3. When your computer is turned off, complain to the monitor on duty that you can't get the darn thing to work. After he/she's turned it on, wait 5 minutes, turn it off again, & repeat the process for a good half hour.
4. Type frantically, often stopping to look at the person next to you evilly.
5. Before anyone else is in the lab, connect each computer to different screen than the one it's set up with.
6. Write a program that plays the "Smurfs" theme song and play it at the highest volume possible over & over again.
7. Work normally for a while. Suddenly look amazingly startled by something on the screen and crawl underneath the desk.

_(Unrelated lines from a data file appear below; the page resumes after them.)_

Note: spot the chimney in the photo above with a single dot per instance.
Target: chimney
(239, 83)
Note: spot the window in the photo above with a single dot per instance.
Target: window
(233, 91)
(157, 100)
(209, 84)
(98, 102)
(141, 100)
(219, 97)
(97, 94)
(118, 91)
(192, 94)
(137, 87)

8. Ask the person next to you if they know how to tap into top-secret Pentagon files.
9. Use Interactive Send to make passes at people you don't know.
10. Make a small ritual sacrifice to the computer before you turn it on.
11. Bring a chainsaw, but don't use it. If anyone asks why you have it, say "Just in case..." mysteriously.
12. Type on VAX for a while. Suddenly start cursing for 3 minutes at everything bad about your life. Then stop and continue typing.
13. Enter the lab, undress, and start staring at other people as if they're crazy while typing.
14. Light candles around your terminal before starting.
15. Ask around for a spare disk. Offer $2. Keep asking until someone agrees. Then, pull a disk out of your fly and say, "Oops, I forgot."
16. Every time you press Return and there is processing time required, pray "Ohpleaseohpleaseohpleaseohplease," and scream "YES!" when it finishes.
17. "DISK FIGHT!!!"
18. Start making out with the person at the terminal next to you (It helps if you know them, but this is also a great way to make new friends).
19. Put a straw in your mouth and put your hands in your pockets. Type by hitting the keys with the straw.